DeepSeek's 3FS is a distributed file system designed for large language models (LLMs) and AI training, prioritizing throughput over latency. It achieves this by utilizing a custom kernel bypass network stack and RDMA to minimize overhead. 3FS employs a metadata service for file discovery and a scale-out object storage approach with configurable redundancy. Preliminary benchmarks demonstrate significantly higher throughput compared to NFS and Ceph, particularly for large files and sequential reads, making it suitable for the demanding I/O requirements of large-scale AI workloads.
The paper "File Systems Unfit as Distributed Storage Back Ends" argues that relying on traditional file systems for distributed storage systems leads to significant performance and scalability bottlenecks. It identifies fundamental limitations in file systems' metadata management, consistency models, and single points of failure, particularly in large-scale deployments. The authors propose that purpose-built storage systems designed with distributed principles from the ground up, rather than layered on top of existing file systems, are necessary for achieving optimal performance and reliability in modern cloud environments. They highlight how issues like metadata scalability, consistency guarantees, and failure handling are better addressed by specialized distributed storage architectures.
HN commenters generally agree with the paper's premise that traditional file systems are poorly suited for distributed storage backends. Several highlighted the impedance mismatch between POSIX semantics and distributed systems, citing issues with consistency, metadata management, and performance bottlenecks. Some questioned the novelty of the paper's findings, arguing these limitations are well-known. Others discussed alternative approaches like object storage and databases, emphasizing the importance of choosing the right tool for the job. A few commenters offered anecdotal experiences supporting the paper's claims, while others debated the practicality of replacing existing file system-based infrastructure. One compelling comment suggested that the paper's true contribution lies in quantifying the performance overhead, rather than merely identifying the issues. Another interesting discussion revolved around whether "cloud-native" storage solutions truly address these problems or merely abstract them away.
Summary of Comments ( 35 )
https://news.ycombinator.com/item?id=43716058
Hacker News users discuss DeepSeek's new distributed file system, focusing on its performance and design choices. Several commenters question the need for a new distributed file system given existing solutions like Ceph and GlusterFS, prompting discussion around DeepSeek's specific niche targeting AI workloads. Performance claims are met with skepticism, with users requesting more detailed benchmarks and comparisons to established systems. The decision to use Rust is praised by some for its performance and safety features, while others express concerns about the relatively small community and potential debugging challenges. Some commenters also delve into the technical details of the system, particularly its metadata management and consistency guarantees. Overall, the discussion highlights a cautious interest in DeepSeek's offering, with a desire for more data and comparisons to validate its purported advantages.
The Hacker News post titled "An Intro to DeepSeek's Distributed File System" (linking to https://maknee.github.io/blog/2025/3FS-Performance-Journal-1/) has generated several comments discussing various aspects of the presented file system.
One commenter questions the choice of Go for implementing the file system, expressing concerns about Go's garbage collection potentially impacting tail latency for critical operations. They suggest Rust or C++ as alternatives that might offer more predictable performance. This sparked a small discussion, with another commenter suggesting that while Go's GC might be a concern in some high-performance scenarios, optimizations and careful tuning could mitigate its impact, especially given the focus on throughput over latency in this particular file system.
Another thread of discussion focuses on the architectural decisions of 3FS, particularly the claimed efficiency advantages of shared-nothing and avoiding POSIX compliance. A commenter praises the approach of eschewing POSIX for a cleaner, more performant design, contrasting it with the complexities and overhead often associated with POSIX compliance. Another user chimes in, expressing skepticism about the ability to completely avoid POSIX compatibility in practice, especially if broader adoption is a goal, suggesting that the eventual need to interact with POSIX-compliant tools and workflows might necessitate some level of integration down the line.
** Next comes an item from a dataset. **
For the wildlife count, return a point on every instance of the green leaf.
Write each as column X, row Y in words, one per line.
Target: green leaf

The author of the blog post (and presumably the file system) engages in the comments, responding to several inquiries. They clarify specific design choices, providing context around the target workloads and performance goals. They also address the POSIX compatibility concerns, acknowledging the potential need for a translation layer in the future while emphasizing the current focus on optimizing for their specific use case.
Furthermore, a commenter raises questions about the availability and resilience of the system, particularly in the face of hardware failures. They inquire about the mechanisms in place for data replication and recovery, emphasizing the importance of robust failure handling in a distributed file system.
Overall, the comments section demonstrates a mix of curiosity, skepticism, and praise for the presented file system. The commenters delve into technical details, offering informed opinions on the design choices and potential tradeoffs. The author's active participation adds valuable context and clarifies several aspects of the system.